We don’t often think about handwriting before kids actually have to do it starting in kindergarten–I remember thinking, why is my son’s OT through the Early Intervention program concerned about whether he can draw with a crayon at 27 months old?–but the child who is behind in fine motor skills will need lots of extra help to catch up and be able to handwrite well in school. If your child is trying to compose his thoughts in a coherent way, the last thing he needs is to be struggling with writing them on paper using a pencil.
So where should your child be with fine motor skills? Here are some fine motor skill benchmarks from Raising a Sensory Smart Child: The Definitive Handbook for Helping Your Child with Sensory Processing Issues (a complete list of skill benchmarks can be found in our chapter on Dealing with Developmental Delays).
7 months or so:
–can bang 2 objects together
–can poke objects with index finger
–good grasp and voluntary release
13 months or so:
–mark paper with crayon
–put 3 or more objects into a small container
16 months or so:
–points with index finger
–builds tower using 2 cubes
18 months or so:
–one hand holds object stable while the other manipulates it (Oops! That was a biggie I missed in my own child–fortunately, once he began early intervention at 27 months, I had my OT, Lindsey Biel,working with him hand over hand to develop this skill)
24 months or so:
–snips with scissors
–strings one one-inch bead
–imitates vertical stroke and circular scribble
5 years old or so:
–prints first name
–writes numbers 1 through 5
If you are concerned with your child’s progress in fine motor skills (using fingers and hands), gross motor skills (using larger muscles), speech, socialization, or other skills, I urge you to investigate and get answers now. Don’t be afraid or intimidated! You can’t possibly tell if he will grow out of it or catch up on his own. Early intervention makes a HUGE difference because children’s brains are more easily trained when they are very young. When in doubt, check it out!

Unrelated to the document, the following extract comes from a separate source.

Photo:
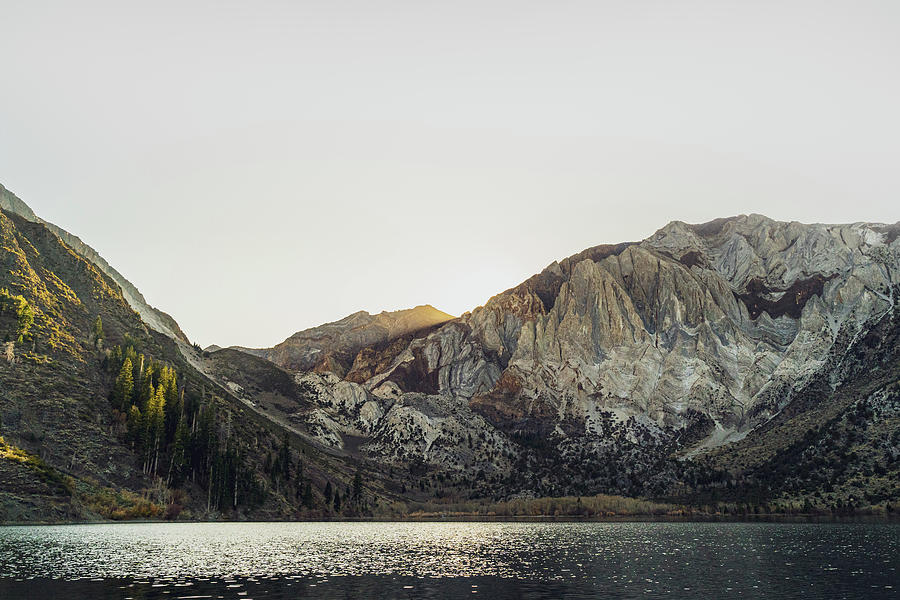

Here is a link to a list of early intervention providers in your state who can do a FREE evaluation of your child from birth to age 3 if you suspect developmental delays: http://sensorysmarts.com/ei_providers_by_state.html
You can also Google “early intervention” and your state’s name.
If your child qualifies for services, they will be FREE or on a sliding scale depending on your state’s policies. If your child is over age 3, or in school, ask your local school district to evaluate him. Reaffirm your request in writing by certified mail.
You can also consult a private OT for help with handwriting issues and fine motor skill delay. Be sure to ask about whether she is familiar with and experienced with working with children with sensory issues.